Komnas Perlindungan Anak; Koordinator Litigasi untuk Tobacco Control
Melewati debat yang kencang dan larut, akhirnya ijtima’ ulama MUI di Padang Panjang menetapkan fatwa merokok sebagai “khilaf baina makruh wal haram”. Selain itu secara khusus, merokok dipatok hukumnya haram dalam hal (a) di tempat umum; (b) anak-anak; (c) perempuan hamil; (d) pengurus MUI. Hal-hal lain yang dirumuskan dalam draf materi ijtima’ kali ini yang tidak dibahas tim perumus, dianggap diterima sehingga menurut kami, rekomendasi terakhir dari 4 rekomendasi soal rokok itu menegaskan bahwa MUI meminta Pemerintah melarang iklan rokok baik langsung dan tidak langsung juga diterima (lihat draf materi)

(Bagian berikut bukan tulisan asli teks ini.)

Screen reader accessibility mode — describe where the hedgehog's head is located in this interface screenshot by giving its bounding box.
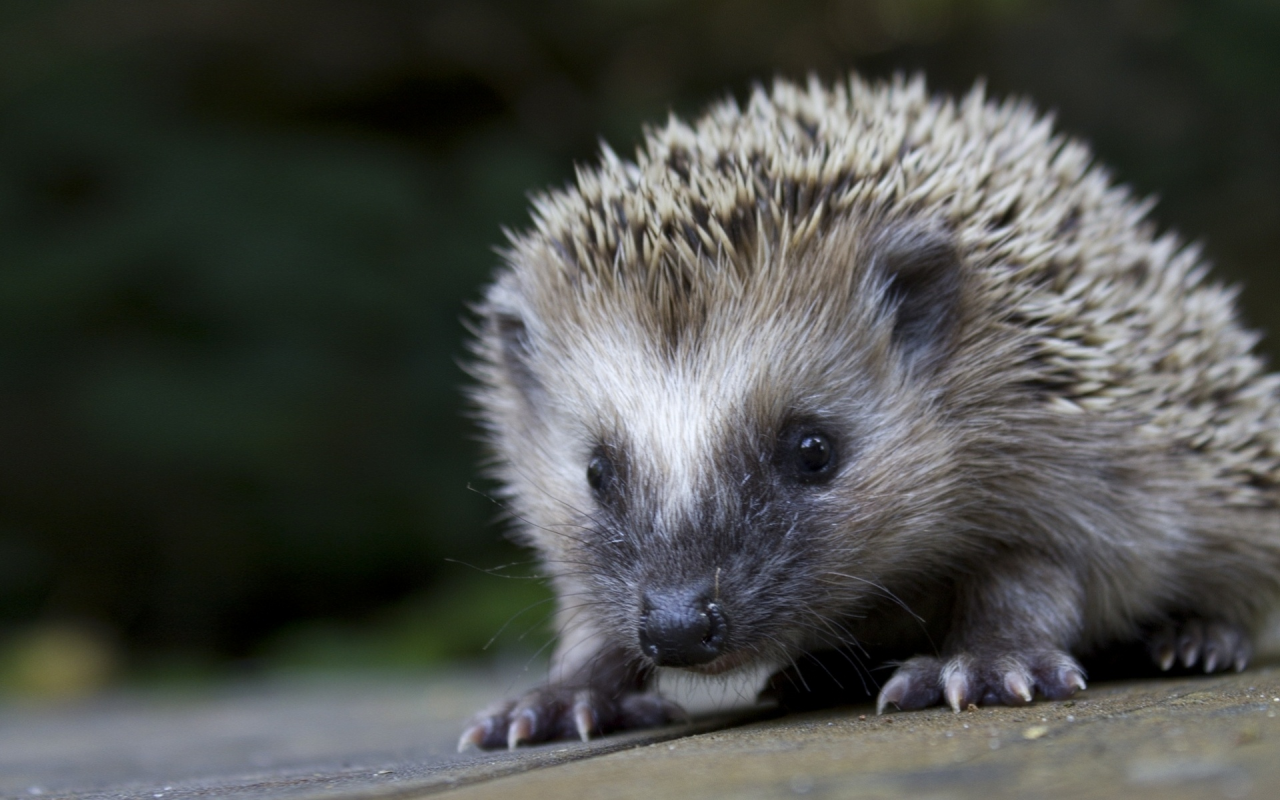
[477,207,966,672]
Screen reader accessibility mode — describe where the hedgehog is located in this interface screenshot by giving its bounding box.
[460,74,1280,749]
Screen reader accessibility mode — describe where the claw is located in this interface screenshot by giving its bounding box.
[876,675,910,716]
[943,669,969,714]
[573,691,596,741]
[1062,667,1089,691]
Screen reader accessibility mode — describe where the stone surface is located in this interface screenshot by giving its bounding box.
[0,667,1280,800]
[449,667,1280,800]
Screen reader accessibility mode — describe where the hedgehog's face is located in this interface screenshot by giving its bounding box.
[481,218,960,672]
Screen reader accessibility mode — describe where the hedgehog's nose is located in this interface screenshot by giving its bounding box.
[640,591,728,667]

Dari sejarah ‘permintaan’ fatwa merokok yang diajukan Komnas PA dan beberapa civil society lain, maksud aslinya adalah untuk perlindungan anak dan remaja dari bahaya merokok. Menurut hemat saya, tema dan arus utama pemikiran hukum yang dimunculkan untuk PERLINDUNGAN ANAK. Absah jika kita memahami fatwa harm merokok itu sebagai fatwa perlindungan.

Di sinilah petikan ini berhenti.